Which leaves me…I don’t know where. I mean, I don’t believe for one second that Jaxon would kill his brother without being sure that it was the only option. At the same time, though, Hudson has lived in my head for days, and I’m beginning to recognize when he’s full of shit and when he’s telling the truth.
This latest diatribe of his smacks of the truth.
What I’m supposed to do with this version of the truth, I don’t know. And I don’t have a clue how I’m supposed to reconcile it with Jaxon’s version. Either way, I’m not sure this changes my feelings on if Hudson can be trusted to come back with his powers.
He pauses, then shakes his head with a pissed-off laugh. “Why am I not surprised?” He stands up to his full height, hands on hips, gaze holding mine in its punishing depth. “I know how much you love to lump everyone and everything into just two groups, Grace. Good versus evil. But don’t you think it’s about time you grew up?”
He shakes his head and leans over another pile I’d looked at earlier. I’m about to argue that I am grown up, thank you very much, and also that I was starting to think maybe Hudson was trying to protect humans with his killing spree—which no one has once considered—when he lets out a celebratory whoop. “I found one!” he shouts, pointing to a bone the size of his arm.
“That’s fantastic!” I rush around to look at the bone myself and confirm it’s whole and small enough that we can carry it out. “Let’s go round up the others.”
I pick up the bone and take only a couple of steps toward Jaxon and Mekhi before a pile of bones directly behind us starts to rustle.

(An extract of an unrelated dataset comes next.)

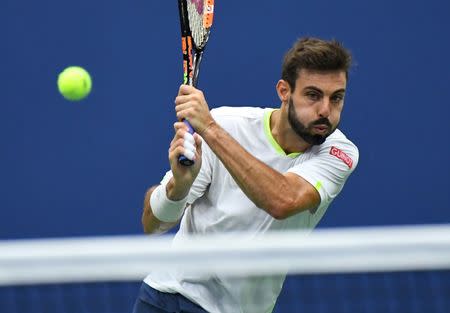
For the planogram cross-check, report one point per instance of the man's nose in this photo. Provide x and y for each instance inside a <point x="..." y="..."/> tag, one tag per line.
<point x="324" y="108"/>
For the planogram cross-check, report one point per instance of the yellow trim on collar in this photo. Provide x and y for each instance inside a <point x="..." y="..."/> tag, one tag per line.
<point x="272" y="140"/>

“What’s that?” I ask, whirling around as my imagination runs wild. Honestly, at this point I wouldn’t be surprised if an army of angry pixies flew out of the center of a pile of bones and tried to set us on fire.
“I don’t know,” Hudson answers. “Stay near me.”
I don’t bother to point out how ridiculous that statement is. One glance at his face spells out just how clearly he gets it and how frustrated he is by it.
As we head to the front, a second bone pile starts to shudder, bones clacking together in an almost songlike rhythm. An eerie-as-fuck song, mind you, but a song nonetheless.
Hudson and I look at each other, eyebrows raised, then start moving faster as we head to the front of the cavern. And when a third pile of bones starts to rumble, he urges, “We need to move!”
But before we take more than a couple of steps, a giant leg bone falls from the ceiling and crashes into the spot right beside us.
It shatters as soon as it hits the ground in a thundering explosion, bone shards flying like mortar shells in all directions. One slices me right beneath my left eye, and blood starts pouring down my face.
“Fuck!” Flint yells from across the cavern. “A dragon must have just died! I think the Boneyard is calling the bones home.”
“You think that’s what’s going on?” Xavier shouts as he grabs Macy’s hand and they make a mad dash for the landing pad area where she’d been working on building a portal earlier.
Moments later, the other leg bone falls—about six inches from where Xavier and Macy had been searching.
“We’ve got to go,” Flint yells. “Now!”
“We can’t go now,” Eden tells him. “We don’t have a bone yet.”
“Hudson and I found one,” I say, holding up our find as a giant rib bone falls in the back of the cavern.